- Interactive map of Okehi
- Okehi Location in Nigeria
- Coordinates: 7°42′N 6°18′E﻿ / ﻿7.700°N 6.300°E
- Country: Nigeria
- State: Kogi State
- Headquarter: Obangede

Government
- • Local Government Chairman: Monday Amoka Eneji

Area
- • Total: 661 km^{2} (255 sq mi)

Population (2006 census)
- • Total: 199,999
- • Density: 303/km^{2} (784/sq mi)
- Time zone: UTC+1 (WAT)
- 3-digit postal code prefix: 264
- ISO 3166 code: NG.KO.OH

= Okehi =

Okehi is a Local Government Area in Kogi State, Nigeria. Its headquarters are in the town of Obangede. It has the following towns under it; Eika, Ihima, Obangede and Usungwe. It has an area of 661 km^{2} and a population of 199,999 at the 2006 census.

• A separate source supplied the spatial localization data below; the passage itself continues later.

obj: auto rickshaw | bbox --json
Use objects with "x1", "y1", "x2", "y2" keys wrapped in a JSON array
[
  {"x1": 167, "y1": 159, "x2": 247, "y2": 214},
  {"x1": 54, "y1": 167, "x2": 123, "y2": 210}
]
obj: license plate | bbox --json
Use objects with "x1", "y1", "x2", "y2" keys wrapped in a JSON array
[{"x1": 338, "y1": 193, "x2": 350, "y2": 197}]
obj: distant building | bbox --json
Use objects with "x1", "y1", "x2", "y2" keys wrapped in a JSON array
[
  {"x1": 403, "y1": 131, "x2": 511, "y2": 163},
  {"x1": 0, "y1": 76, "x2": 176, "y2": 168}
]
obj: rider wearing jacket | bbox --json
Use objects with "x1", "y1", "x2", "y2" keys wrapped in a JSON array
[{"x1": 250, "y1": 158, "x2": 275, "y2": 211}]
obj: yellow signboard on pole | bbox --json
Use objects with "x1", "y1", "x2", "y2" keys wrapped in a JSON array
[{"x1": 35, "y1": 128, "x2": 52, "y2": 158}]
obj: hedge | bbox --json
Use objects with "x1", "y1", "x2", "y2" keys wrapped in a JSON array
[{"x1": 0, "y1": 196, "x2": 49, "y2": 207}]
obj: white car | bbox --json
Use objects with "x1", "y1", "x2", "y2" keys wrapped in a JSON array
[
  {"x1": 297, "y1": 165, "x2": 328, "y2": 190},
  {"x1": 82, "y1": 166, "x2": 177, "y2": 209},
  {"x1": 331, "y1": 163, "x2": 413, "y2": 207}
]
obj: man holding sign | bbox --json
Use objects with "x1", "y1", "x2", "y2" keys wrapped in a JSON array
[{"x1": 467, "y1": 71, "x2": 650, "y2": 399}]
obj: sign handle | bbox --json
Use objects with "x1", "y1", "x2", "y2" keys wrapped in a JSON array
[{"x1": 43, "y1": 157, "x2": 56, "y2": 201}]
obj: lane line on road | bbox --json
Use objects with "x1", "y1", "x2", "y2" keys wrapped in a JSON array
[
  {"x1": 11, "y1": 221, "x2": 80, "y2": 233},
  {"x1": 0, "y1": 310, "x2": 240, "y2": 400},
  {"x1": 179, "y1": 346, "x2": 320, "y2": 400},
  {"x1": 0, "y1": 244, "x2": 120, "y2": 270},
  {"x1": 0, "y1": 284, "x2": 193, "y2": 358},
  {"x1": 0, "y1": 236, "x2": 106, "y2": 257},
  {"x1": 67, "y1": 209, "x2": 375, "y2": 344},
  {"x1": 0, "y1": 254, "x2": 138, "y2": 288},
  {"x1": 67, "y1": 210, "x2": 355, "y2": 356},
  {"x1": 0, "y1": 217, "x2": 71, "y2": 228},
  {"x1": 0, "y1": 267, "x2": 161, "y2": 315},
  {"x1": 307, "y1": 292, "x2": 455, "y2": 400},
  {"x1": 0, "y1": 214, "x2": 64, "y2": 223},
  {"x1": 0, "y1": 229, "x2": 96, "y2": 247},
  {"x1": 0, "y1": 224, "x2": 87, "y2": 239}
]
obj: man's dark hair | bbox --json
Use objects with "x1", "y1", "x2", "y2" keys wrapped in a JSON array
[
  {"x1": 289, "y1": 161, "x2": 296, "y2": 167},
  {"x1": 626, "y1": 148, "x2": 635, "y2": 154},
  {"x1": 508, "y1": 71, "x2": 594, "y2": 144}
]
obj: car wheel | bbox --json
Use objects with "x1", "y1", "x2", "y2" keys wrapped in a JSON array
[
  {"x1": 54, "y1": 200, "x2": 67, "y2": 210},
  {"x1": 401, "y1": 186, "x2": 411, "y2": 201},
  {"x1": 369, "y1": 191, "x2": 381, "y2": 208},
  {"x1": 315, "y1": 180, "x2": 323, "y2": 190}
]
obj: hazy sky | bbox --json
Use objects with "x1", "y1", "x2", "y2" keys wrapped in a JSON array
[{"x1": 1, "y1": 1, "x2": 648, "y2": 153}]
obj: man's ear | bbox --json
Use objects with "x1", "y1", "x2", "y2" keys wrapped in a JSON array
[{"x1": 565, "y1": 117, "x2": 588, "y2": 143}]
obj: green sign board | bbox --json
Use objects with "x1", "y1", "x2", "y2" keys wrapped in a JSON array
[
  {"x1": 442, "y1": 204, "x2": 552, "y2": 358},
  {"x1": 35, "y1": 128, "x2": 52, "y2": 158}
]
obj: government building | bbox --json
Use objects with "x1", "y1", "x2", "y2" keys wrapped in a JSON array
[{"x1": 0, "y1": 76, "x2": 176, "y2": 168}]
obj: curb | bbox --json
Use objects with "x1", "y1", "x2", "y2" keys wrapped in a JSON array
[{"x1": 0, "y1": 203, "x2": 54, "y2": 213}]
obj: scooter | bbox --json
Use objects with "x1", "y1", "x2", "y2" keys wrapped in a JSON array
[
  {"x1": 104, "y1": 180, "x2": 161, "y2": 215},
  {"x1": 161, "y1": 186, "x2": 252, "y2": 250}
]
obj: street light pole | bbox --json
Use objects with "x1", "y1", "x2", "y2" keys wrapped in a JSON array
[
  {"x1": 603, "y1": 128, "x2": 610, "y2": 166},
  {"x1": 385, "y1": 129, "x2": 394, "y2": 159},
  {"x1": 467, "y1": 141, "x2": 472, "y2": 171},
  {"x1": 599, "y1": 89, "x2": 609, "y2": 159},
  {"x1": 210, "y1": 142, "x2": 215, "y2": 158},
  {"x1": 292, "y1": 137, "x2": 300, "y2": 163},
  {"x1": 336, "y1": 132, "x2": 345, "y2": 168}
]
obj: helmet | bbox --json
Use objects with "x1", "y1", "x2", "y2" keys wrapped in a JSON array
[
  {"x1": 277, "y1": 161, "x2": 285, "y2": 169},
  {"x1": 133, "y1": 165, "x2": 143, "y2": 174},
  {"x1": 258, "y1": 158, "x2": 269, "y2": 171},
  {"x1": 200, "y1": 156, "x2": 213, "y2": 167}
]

The postal code of the area is 264.

== Climate condition ==
Okehi LGA has the two-season pattern common to Kogi: a rainy season (approximately April–October) and a dry season (November–March). Mean annual temperatures are warm (mid-20s °C or 77 °F average), with the wet months substantially more humid and prone to afternoon thunderstorms.